R has six basic (‘atomic’) vector types: logical, integer, real,
complex, string (or character) and raw. The modes and storage modes
for the different vector types are listed in the following table.
typeof mode storage.mode
logical logical logical
integer numeric integer
double numeric double
complex complex complex
character character character
raw raw raw
Single numbers, such as 4.2,
and strings, such as "four point two" are still vectors, of length 1;
there are no more basic types. Vectors with length zero are possible
(and useful).
2.1.2 Lists
Lists (“generic vectors”) are another kind of data storage. Lists have
elements, each of which can contain any type of R
object, i.e. the elements of a list do not have to be of the same
type. List elements are accessed through three different indexing
operations. These are explained in detail in Indexing.
Lists are vectors, and the basic vector types are referred to as
atomic vectors where it is necessary to exclude lists.
From help("is.vector"):
If mode = "any", is.vector may return TRUE for the atomic modes, list
and expression.

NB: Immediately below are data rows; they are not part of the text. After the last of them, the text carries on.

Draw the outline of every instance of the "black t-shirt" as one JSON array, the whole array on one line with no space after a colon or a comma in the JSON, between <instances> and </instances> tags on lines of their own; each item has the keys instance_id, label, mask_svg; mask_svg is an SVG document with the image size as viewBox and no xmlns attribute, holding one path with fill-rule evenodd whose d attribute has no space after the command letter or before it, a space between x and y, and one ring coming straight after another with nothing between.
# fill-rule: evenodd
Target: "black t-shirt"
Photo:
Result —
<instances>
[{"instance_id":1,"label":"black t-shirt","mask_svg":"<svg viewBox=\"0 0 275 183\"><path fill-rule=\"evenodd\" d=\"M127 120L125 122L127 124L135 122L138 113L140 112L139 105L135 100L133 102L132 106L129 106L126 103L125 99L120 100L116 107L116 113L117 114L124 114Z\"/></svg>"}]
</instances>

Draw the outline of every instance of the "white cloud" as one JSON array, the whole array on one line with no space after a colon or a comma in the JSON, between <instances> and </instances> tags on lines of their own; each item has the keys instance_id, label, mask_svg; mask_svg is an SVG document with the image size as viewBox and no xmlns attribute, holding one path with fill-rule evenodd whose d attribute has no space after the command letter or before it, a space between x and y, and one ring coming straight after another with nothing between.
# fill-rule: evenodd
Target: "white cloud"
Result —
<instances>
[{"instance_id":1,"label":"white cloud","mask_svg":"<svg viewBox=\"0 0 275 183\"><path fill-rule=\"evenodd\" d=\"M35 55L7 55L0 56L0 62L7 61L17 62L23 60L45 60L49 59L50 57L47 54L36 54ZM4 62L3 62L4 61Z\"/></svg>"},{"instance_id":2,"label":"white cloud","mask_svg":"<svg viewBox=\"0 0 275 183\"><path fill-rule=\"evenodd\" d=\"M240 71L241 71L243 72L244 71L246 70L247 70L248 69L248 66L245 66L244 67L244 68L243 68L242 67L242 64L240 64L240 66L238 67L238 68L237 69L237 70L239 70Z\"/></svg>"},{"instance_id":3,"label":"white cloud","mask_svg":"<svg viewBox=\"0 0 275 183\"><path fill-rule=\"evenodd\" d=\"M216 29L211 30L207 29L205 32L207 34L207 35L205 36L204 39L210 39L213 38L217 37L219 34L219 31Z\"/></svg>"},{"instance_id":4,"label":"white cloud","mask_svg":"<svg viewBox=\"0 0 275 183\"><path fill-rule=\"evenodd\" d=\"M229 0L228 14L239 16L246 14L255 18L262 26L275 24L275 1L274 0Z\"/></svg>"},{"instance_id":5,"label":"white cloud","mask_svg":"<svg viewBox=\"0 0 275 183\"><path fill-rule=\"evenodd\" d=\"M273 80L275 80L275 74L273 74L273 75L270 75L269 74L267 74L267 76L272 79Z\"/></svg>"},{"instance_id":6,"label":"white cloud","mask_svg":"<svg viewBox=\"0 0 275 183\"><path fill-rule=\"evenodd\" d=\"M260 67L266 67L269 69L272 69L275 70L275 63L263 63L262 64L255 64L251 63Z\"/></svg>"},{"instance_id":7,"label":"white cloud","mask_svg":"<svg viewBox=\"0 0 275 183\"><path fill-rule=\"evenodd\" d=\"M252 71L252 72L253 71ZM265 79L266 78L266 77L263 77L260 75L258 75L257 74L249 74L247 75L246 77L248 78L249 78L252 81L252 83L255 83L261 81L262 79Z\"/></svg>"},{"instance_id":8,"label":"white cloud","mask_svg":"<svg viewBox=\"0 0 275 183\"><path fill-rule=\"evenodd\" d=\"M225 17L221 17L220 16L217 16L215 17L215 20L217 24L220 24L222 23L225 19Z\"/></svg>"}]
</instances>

For any mode, it will return FALSE if x has any
attributes except names. [...]
(An expression is basically a list.)
Note that factors are not vectors; is.vector returns FALSE and as.vector converts a factor to a character vector for mode = "any".
Finally, as #Henrik points out, c coerces all arguments to the same type.
Actually, in your example, the "1" will be viewed as a character by R.
a<-c(1,"b")
typeof(a[1])
[1] "character"